Muse is supposedly scaling back the tech stuff in favor of choreographed performers on the Simulation Theory World Tour, which is rattling Golden 1 Center on Thursday. The band has a history of using non-musicians for elaborate displays, such as aerial acrobats suspended by balloons and an actor playing a Wall Street banker hurling money at the audience.

“It’s that kind of stuff,” Howard says, “but there’s a bit more of it and it’s really kind of styled and tied in with the Simulation Theory album.”

Howard admits that there’s still “a bit of tech knocking around” on the Simulation Theory World Tour. By that, he means Muse has brought to life the enormous cyborg skeleton from its music video for “The Dark Side” to loom over the band onstage, shooting lasers from its mouth.

“It’s pretty incredible,” Howard says, sounding giddy. “We didn’t really want to give it away, but we just couldn’t help it. It’s epic, when you see it. It just looks nuts.”

Frontman and guitar wizard Matt Bellamy recently appeared in a promotional video wearing a 12-foot-tall robot suit, somewhat like Ripley in Alien, but it’s unclear whether Bellamy would be able to shred guitar properly in the suit, and Howard isn’t saying if he’s going to wear it onstage.

“Robots do appear at some point in the show, and, you know, they’re pretty threatening,” he promises. “I didn’t think we could go this far, but we’ve finally gone too far. At some point, you’ve got to find the limits of what you can do in a rock show. It feels like no one else is doing that in the world of guitar music.
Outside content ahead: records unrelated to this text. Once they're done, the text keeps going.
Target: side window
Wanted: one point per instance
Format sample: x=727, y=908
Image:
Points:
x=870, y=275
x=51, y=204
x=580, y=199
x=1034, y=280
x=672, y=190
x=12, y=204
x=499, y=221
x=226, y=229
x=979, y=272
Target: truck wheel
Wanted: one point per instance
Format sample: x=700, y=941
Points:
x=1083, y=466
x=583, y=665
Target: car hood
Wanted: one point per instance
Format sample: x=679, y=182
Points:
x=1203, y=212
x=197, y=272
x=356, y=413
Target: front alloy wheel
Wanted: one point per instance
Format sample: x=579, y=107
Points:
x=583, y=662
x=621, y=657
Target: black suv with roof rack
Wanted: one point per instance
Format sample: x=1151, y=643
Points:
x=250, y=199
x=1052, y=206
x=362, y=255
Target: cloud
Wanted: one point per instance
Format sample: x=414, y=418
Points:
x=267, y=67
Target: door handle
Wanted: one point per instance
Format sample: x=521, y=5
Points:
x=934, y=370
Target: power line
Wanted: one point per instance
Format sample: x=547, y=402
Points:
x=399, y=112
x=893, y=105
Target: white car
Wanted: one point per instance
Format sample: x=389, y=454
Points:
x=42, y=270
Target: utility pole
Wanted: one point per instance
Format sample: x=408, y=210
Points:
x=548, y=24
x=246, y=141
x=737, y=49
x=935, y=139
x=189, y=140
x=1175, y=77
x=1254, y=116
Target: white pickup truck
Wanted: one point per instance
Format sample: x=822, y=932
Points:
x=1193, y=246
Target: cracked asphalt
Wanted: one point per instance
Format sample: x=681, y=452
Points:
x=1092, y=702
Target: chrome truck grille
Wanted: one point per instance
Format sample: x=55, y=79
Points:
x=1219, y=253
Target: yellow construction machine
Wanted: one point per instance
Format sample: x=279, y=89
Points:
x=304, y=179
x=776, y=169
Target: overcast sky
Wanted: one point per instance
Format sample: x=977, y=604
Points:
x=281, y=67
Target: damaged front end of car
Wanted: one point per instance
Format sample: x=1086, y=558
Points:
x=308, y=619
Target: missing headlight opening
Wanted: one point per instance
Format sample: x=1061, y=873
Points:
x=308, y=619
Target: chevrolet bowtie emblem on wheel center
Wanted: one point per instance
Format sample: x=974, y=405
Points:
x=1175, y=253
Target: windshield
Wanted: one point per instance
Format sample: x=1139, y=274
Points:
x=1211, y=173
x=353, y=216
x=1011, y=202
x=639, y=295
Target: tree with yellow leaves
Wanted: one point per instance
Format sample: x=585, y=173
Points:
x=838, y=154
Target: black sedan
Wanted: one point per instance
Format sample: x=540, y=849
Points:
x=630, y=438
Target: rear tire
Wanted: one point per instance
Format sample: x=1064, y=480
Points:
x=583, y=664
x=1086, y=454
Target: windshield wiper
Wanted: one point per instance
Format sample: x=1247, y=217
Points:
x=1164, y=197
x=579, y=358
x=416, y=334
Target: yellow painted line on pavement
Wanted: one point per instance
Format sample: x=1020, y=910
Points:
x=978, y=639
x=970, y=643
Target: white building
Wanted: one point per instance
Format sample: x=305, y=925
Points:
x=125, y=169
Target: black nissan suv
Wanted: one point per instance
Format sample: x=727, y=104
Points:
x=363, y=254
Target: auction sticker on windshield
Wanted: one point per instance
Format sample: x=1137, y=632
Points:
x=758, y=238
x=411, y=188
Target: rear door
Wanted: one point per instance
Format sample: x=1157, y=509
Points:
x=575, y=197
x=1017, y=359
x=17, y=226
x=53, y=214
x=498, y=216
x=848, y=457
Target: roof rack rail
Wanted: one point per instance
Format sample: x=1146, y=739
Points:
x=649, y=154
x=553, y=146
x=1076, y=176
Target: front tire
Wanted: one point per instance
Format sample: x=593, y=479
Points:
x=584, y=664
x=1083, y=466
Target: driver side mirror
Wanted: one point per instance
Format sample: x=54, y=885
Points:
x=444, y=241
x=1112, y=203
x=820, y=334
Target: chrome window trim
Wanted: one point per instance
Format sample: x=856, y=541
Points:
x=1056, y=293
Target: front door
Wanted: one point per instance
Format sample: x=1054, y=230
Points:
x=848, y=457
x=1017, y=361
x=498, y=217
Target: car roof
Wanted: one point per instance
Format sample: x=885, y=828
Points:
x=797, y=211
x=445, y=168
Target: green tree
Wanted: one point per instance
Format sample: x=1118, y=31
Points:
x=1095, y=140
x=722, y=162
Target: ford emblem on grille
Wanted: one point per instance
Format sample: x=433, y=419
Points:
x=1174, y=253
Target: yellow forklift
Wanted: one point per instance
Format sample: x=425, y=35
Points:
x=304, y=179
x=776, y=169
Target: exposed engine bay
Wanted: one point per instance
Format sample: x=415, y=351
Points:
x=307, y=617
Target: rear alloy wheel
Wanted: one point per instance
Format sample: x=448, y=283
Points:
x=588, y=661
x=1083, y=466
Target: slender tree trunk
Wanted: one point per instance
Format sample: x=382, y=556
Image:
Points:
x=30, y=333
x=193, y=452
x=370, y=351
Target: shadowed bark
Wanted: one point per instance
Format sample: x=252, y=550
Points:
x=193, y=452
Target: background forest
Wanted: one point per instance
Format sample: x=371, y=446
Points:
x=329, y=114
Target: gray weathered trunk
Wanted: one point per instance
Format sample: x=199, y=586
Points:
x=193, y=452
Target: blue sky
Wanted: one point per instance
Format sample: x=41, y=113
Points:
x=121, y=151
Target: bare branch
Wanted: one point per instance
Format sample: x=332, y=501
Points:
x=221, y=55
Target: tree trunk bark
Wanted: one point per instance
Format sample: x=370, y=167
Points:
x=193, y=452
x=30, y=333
It feels pretty unique at the moment.”

But that does present a problem: The band that once observed that “endless growth is unsustainable” can’t keep topping itself forever.

“That’s the thing, it’s becoming unsustainable,” Howard says. “This is very much about the spectacle, this tour, but the antithesis would be to do something that’s purely about the music and nothing else, which is most likely what we’ll do in the future. At this stage, I don’t know. It’s either back down to earth or straight into space.”

By now, we know which direction Muse will steer their starship. They pretty clearly can’t quit killer robots.

Editor’s note: This article first appeared on the author’s personal blog.